16 de diciembre de 2010

Invisible


Desde pequeño nunca destacó en nada, salvo quizás en eso mismo. Esa medianía se instaló en su existencia llevándole a sentirse ignorado en multitud de situaciones cotidianas. Siempre tuvo esa sensación y como tal siempre pensó que no era más que una sensación completamente irreal y algo obsesiva. Fue pasando de puntillas en su vida académica, en muchas ocasiones deseaba ser objeto de la ira del profesor de turno, ser cuestionado o, al menos interrogado, salir al encerado se convirtió en una gesta digna del montañero más audaz.
Recuerda como en los comienzos de su trabajo acudía a las reuniones semanales con la excitación de sentirse parte de un equipo, una pieza más pero igual de imprescindible que cualquier otra, pronto se dio de bruces con su maldición, él estaba ahí pero no contaba, no tenía su parte de tareas semanales, sus opiniones y sugerencias parecían desvanecerse en el vacío antes de llegar a los oídos de sus compañeros. Llegó a obsesionarse con esas malditas reuniones del viernes por la tarde, en sus pesadillas gritaba en ellas pero de sus cuerdas vocales no se emitía sonido alguno por más que se desgañitara. Pronto buscó cualquier pretexto para evitarlas hasta que finalmente consiguió no ser convocado. Ser físicamente ignorado fue para él un pequeño gran triunfo, una confirmación de sus sospechas iniciales, subir un peldaño más de la escalera hacia el paraíso de la soledad.

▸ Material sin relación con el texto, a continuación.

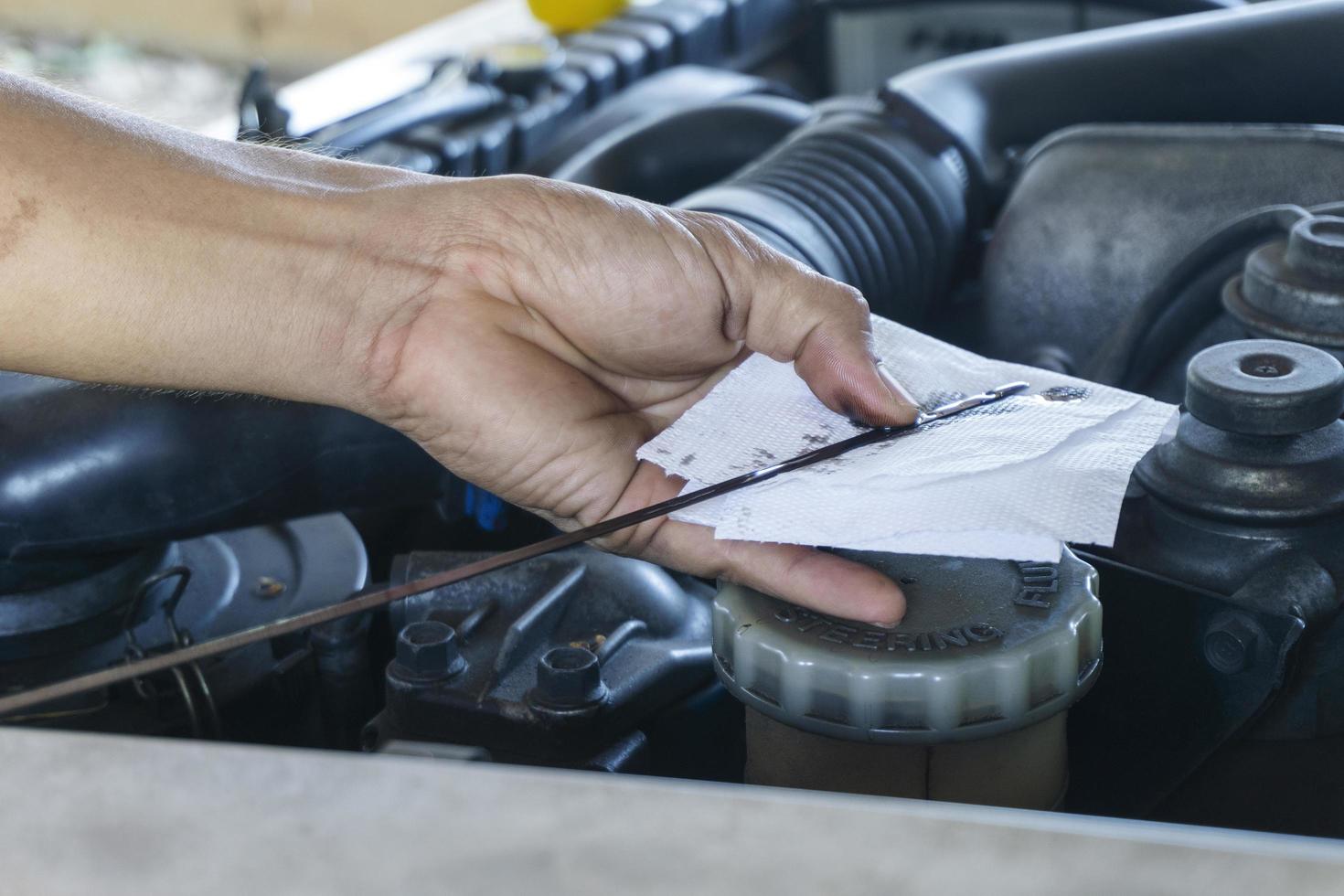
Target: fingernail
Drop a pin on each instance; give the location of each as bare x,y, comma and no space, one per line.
898,391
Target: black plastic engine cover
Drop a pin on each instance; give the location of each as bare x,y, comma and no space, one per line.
1101,214
629,637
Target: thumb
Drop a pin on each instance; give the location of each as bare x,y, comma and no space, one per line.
789,312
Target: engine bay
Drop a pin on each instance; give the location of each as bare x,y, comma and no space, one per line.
1115,191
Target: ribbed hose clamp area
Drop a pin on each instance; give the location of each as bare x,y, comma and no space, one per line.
858,199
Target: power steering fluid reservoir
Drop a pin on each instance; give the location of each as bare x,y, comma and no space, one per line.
963,701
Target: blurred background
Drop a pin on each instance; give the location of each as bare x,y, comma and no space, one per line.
131,51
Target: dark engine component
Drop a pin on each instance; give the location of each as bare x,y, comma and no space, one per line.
1227,558
858,200
169,597
565,660
1125,205
1141,225
89,475
1293,288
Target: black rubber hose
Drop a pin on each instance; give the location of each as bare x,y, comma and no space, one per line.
859,200
1272,62
668,157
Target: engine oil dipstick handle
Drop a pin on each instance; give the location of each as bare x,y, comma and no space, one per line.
371,600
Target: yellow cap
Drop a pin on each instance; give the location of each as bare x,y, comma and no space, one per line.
574,15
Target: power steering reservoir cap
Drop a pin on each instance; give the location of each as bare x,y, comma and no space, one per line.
987,646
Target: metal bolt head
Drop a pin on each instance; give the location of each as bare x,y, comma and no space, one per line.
1265,387
568,678
429,649
1316,246
1230,644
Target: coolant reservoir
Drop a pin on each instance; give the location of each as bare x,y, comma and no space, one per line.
963,701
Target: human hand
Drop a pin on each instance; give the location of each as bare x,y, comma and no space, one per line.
531,335
560,328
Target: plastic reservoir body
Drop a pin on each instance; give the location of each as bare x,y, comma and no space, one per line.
964,700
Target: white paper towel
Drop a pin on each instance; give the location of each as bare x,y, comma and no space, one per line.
1012,480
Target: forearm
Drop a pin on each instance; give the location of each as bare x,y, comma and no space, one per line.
140,254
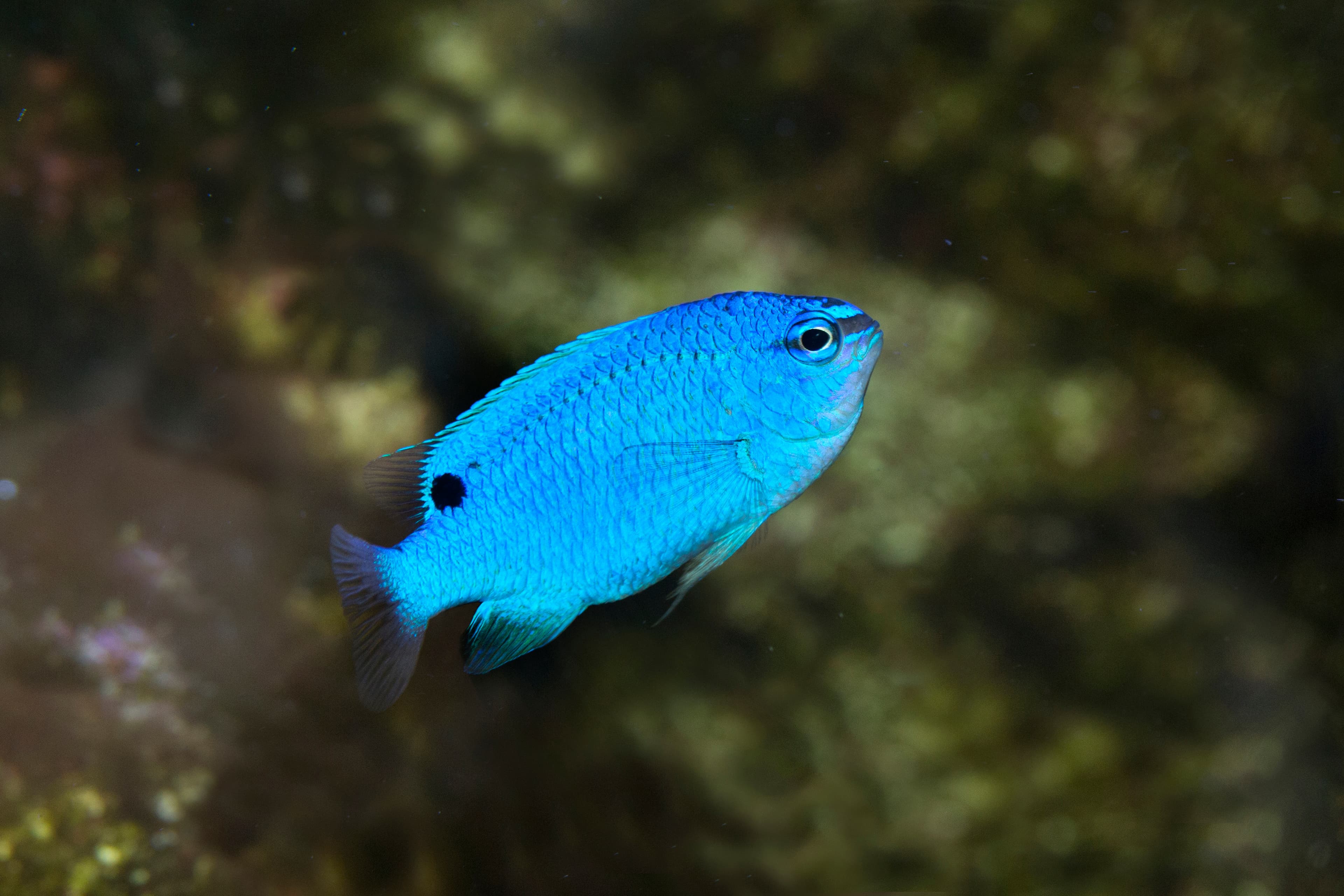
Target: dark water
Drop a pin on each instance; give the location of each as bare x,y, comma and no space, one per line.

Con el paso de los años el cansancio se adueñó de él. Agotado de la lucha baldía contra la corriente. Abandonó la táctica del puñetazo en la mesa. Dejó de luchar. Se dejó llevar. Se acabaron las propuestas, los planes, las reuniones, las conversaciones, las oportunidades. El día a día era un cumplir el expediente para llegar sano y salvo a casa. La táctica del avestruz. La absurda necesidad de esconder lo invisible.